KI-Halluzinationen bei Top-Kanzlei entdeckt

Die US-amerikanische Großkanzlei Sullivan & Cromwell (S&C) hat sich selbst in die Liste der Kanzleien eingetragen, die KI-generierte Fehler in Gerichtsakten einreichen. Wie David Lat in seinem Newsletter Original Jurisdiction berichtet, enthielt eine Einreichung des Unternehmens vom April 2026 falsche Zitate und andere Ungenauigkeiten, die durch KI-Tools erzeugt wurden.

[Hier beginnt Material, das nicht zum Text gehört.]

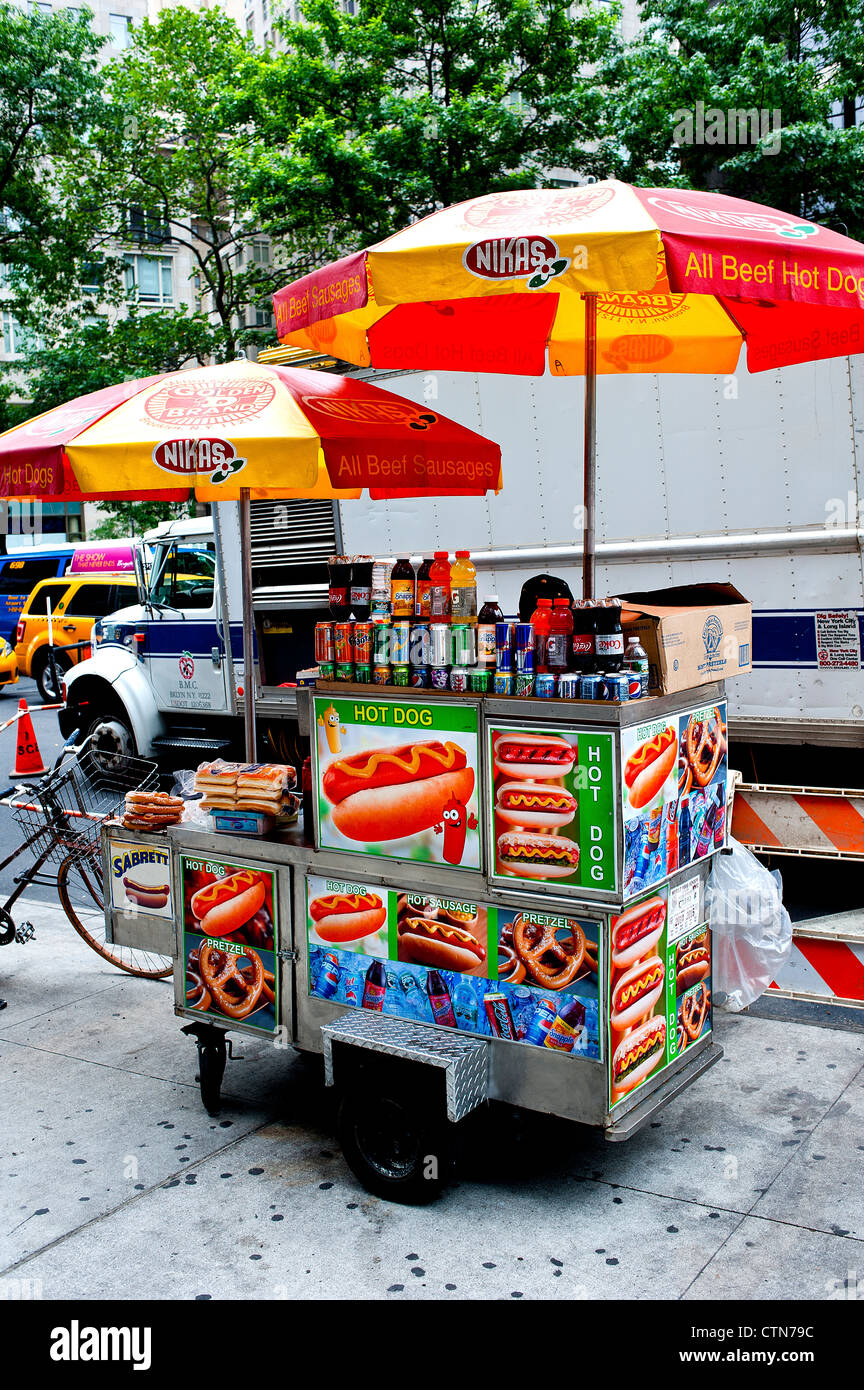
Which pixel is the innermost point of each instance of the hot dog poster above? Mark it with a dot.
(660, 990)
(553, 808)
(397, 779)
(140, 879)
(229, 941)
(674, 794)
(497, 972)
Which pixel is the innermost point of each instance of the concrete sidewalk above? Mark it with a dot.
(117, 1184)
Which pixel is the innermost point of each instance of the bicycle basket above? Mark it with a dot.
(65, 813)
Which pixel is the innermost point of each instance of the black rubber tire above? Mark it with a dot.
(42, 674)
(397, 1143)
(211, 1069)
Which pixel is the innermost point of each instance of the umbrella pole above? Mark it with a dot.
(589, 445)
(249, 640)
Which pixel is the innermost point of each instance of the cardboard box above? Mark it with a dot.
(692, 634)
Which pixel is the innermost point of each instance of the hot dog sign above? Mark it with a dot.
(397, 779)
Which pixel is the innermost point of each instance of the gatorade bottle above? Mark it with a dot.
(463, 588)
(488, 616)
(424, 591)
(439, 601)
(560, 634)
(541, 620)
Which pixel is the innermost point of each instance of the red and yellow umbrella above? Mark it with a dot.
(604, 278)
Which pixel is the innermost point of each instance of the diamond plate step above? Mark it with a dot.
(466, 1061)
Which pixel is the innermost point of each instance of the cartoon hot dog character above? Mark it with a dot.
(535, 804)
(424, 941)
(636, 993)
(649, 766)
(347, 916)
(538, 856)
(638, 1054)
(228, 904)
(532, 755)
(396, 792)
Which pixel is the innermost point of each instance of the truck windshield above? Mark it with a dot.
(182, 576)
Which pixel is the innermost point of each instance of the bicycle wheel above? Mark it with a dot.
(79, 884)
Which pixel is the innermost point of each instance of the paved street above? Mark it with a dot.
(115, 1180)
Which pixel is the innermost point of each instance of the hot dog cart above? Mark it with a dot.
(499, 898)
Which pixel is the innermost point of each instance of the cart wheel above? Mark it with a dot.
(211, 1069)
(7, 927)
(393, 1143)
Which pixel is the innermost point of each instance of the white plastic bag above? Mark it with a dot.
(750, 929)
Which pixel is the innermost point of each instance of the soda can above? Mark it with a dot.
(479, 681)
(343, 641)
(402, 642)
(464, 645)
(499, 1015)
(503, 647)
(381, 644)
(325, 648)
(420, 648)
(543, 1018)
(363, 644)
(441, 645)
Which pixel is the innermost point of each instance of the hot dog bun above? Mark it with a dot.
(535, 804)
(636, 993)
(638, 1054)
(538, 856)
(422, 941)
(532, 755)
(347, 916)
(636, 931)
(402, 809)
(649, 766)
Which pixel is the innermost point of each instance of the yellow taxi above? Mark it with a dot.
(75, 602)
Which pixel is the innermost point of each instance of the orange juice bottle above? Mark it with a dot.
(463, 588)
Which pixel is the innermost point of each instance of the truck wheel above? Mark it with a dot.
(396, 1144)
(42, 674)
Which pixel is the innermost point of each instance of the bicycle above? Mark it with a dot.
(61, 816)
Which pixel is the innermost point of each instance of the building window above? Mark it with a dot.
(17, 338)
(152, 277)
(120, 27)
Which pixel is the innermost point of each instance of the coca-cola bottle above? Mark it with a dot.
(609, 641)
(582, 640)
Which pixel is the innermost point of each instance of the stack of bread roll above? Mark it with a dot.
(261, 787)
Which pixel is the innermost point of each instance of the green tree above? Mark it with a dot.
(374, 120)
(795, 64)
(175, 157)
(50, 96)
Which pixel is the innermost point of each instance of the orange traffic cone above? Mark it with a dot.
(28, 759)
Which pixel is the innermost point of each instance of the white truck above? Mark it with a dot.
(750, 480)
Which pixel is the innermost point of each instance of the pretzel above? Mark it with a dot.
(704, 741)
(235, 990)
(693, 1009)
(532, 952)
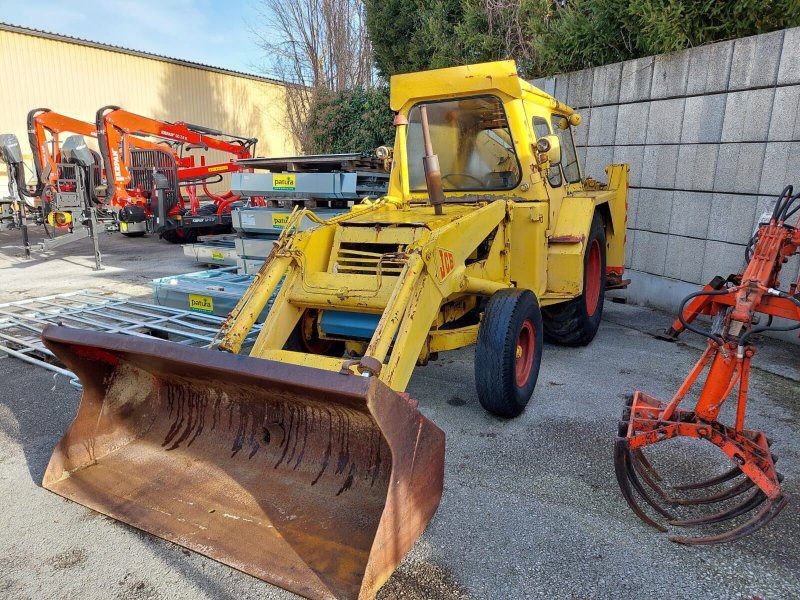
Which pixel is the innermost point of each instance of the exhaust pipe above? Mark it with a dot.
(430, 162)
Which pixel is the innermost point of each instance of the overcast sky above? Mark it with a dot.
(212, 32)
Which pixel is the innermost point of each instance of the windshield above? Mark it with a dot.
(473, 141)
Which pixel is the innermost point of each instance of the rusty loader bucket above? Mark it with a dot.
(315, 481)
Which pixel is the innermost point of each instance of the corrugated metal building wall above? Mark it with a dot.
(75, 77)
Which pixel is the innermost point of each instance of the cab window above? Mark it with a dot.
(472, 138)
(569, 158)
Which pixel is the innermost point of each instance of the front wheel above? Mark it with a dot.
(508, 353)
(575, 323)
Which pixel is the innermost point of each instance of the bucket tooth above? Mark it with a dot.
(315, 481)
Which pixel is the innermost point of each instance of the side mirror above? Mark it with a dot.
(549, 147)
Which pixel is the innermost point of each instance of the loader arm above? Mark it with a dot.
(434, 270)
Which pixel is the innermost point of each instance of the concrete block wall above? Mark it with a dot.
(711, 134)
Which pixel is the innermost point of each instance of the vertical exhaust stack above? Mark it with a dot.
(430, 162)
(312, 480)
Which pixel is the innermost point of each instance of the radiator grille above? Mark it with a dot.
(363, 259)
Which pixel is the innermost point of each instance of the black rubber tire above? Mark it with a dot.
(507, 313)
(571, 323)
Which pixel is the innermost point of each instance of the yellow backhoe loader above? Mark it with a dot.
(312, 469)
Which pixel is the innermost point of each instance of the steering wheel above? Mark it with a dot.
(479, 181)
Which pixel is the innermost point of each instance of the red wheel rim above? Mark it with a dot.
(591, 289)
(526, 343)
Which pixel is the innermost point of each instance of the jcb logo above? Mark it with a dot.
(446, 263)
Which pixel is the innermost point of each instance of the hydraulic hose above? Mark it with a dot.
(747, 334)
(716, 338)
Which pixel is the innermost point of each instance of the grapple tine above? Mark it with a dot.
(638, 455)
(622, 470)
(726, 476)
(637, 485)
(647, 476)
(753, 501)
(739, 488)
(769, 512)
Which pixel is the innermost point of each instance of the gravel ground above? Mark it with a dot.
(530, 509)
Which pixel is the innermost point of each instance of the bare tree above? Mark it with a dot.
(315, 46)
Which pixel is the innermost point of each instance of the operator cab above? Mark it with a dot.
(473, 141)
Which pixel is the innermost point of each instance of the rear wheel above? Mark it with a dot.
(508, 352)
(575, 323)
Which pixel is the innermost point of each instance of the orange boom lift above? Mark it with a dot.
(132, 187)
(737, 306)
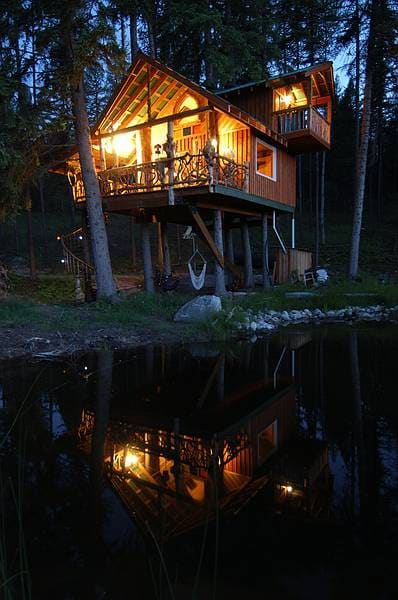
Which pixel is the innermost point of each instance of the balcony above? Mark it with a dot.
(305, 129)
(186, 171)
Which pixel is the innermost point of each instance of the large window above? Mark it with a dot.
(266, 160)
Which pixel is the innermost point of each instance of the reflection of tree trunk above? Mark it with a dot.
(104, 389)
(31, 246)
(247, 255)
(221, 378)
(358, 425)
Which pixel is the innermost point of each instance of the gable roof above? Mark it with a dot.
(130, 100)
(325, 68)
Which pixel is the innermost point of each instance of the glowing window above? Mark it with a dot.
(267, 441)
(265, 160)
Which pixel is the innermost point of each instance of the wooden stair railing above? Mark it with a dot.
(72, 249)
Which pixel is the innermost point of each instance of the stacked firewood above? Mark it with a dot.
(4, 281)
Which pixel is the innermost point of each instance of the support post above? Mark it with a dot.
(170, 151)
(147, 259)
(218, 238)
(264, 254)
(247, 255)
(230, 251)
(88, 290)
(293, 232)
(166, 249)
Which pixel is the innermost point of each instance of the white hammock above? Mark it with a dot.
(198, 280)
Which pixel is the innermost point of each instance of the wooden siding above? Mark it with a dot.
(293, 260)
(284, 188)
(256, 100)
(283, 411)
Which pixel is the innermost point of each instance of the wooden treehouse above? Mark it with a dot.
(166, 150)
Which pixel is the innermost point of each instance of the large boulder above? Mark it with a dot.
(198, 309)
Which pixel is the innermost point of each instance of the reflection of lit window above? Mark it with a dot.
(265, 160)
(267, 441)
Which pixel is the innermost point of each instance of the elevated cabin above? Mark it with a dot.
(166, 150)
(297, 105)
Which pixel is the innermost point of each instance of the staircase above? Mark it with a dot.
(74, 261)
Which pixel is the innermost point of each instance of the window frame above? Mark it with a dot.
(274, 160)
(275, 430)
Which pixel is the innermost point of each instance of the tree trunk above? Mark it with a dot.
(219, 271)
(147, 259)
(247, 255)
(166, 249)
(362, 157)
(133, 36)
(357, 74)
(322, 194)
(31, 246)
(317, 209)
(43, 220)
(264, 253)
(99, 239)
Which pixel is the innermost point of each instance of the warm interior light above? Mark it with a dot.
(131, 460)
(123, 144)
(288, 99)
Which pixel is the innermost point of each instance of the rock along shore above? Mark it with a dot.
(269, 320)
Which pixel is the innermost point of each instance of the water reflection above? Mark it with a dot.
(288, 439)
(205, 432)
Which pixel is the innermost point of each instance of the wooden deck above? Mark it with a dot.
(304, 128)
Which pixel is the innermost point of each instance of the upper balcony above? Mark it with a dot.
(305, 128)
(302, 107)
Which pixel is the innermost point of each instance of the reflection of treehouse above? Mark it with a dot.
(169, 480)
(301, 477)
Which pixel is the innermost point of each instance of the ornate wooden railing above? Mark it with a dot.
(191, 450)
(188, 170)
(299, 119)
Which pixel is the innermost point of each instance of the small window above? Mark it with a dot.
(266, 160)
(267, 441)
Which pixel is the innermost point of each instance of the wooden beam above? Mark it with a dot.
(131, 99)
(144, 101)
(153, 122)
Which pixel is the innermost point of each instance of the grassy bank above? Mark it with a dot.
(48, 305)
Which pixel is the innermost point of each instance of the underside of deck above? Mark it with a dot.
(156, 204)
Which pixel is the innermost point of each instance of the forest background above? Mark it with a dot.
(218, 44)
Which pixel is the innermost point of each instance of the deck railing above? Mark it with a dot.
(299, 119)
(188, 170)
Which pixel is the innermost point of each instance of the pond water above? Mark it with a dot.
(240, 470)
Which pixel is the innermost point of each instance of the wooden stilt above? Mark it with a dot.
(160, 246)
(166, 249)
(247, 255)
(218, 238)
(230, 245)
(88, 289)
(132, 242)
(230, 251)
(147, 259)
(264, 253)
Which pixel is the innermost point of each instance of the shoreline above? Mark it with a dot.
(32, 341)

Ironie der Beratungstätigkeit

Besonders pikant: Sullivan & Cromwell berät OpenAI offiziell zu „sicherer und ethischer KI-Nutzung“ – eine Dienstleistung, die auf der Website der Kanzlei beworben wird. Joe Patrice von Above the Law kommentierte dies mit den Worten:

„Arzt, heile dich selbst.“

Fehler durch Boies Schiller Flexner aufgedeckt

Entdeckt wurden die KI-Fehler von der Konkurrenzkanzlei Boies Schiller Flexner (BSF), die selbst bereits 2023 für ähnliche Pannen bekannt wurde. Damals hatte BSF KI-generierte Fehler in einer eigenen Einreichung nicht erkannt. Andy Dietderich, Seniorpartner bei S&C, bestätigte die Vorwürfe und übernahm die volle Verantwortung.

Offene Fehlerbekennung durch Verantwortlichen

In einem Schreiben an das Gericht räumte Dietderich ein, dass die Einreichung „künstlich generierte ‚Halluzinationen‘“ enthielt – also falsche Zitate oder erfundene Rechtsquellen. Er betonte, dass die Kanzlei zwar Richtlinien für KI-Nutzung habe, diese jedoch in diesem Fall nicht eingehalten wurden. Zudem seien interne Überprüfungsprozesse für Zitate nicht ausreichend gewesen.

Konsequenzen und Reaktionen

Dietderich, der seit fast 30 Jahren bei S&C arbeitet und die Restrukturierungspraxis leitet, unterstrich, dass die Fehler nicht auf mangelnde Expertise zurückzuführen seien. Vielmehr handle es sich um ein Versagen bei der Anwendung interner Prozesse. Er erklärte:

„Niemand wurde mit 2.500 Dollar pro Stunde für Rechtsrecherche bezahlt – dieser Fehler stammt eindeutig von einem Mitarbeiter.“

Die Kanzlei entschuldigte sich offiziell und kündigte an, die internen Richtlinien zu verschärfen. Die Einreichung wurde korrigiert und neu eingereicht.

Hintergrund: KI in der Rechtsbranche

  • KI-Halluzinationen: KI-Systeme können falsche oder erfundene Informationen generieren, was in der Rechtsbranche besonders problematisch ist.
  • Vorherige Fälle: Mehrere große Kanzleien, darunter auch Boies Schiller Flexner, hatten bereits ähnliche Vorfälle.
  • Regulierungsbedarf: Die Branche diskutiert zunehmend über verbindliche Standards für den Einsatz von KI in juristischen Dokumenten.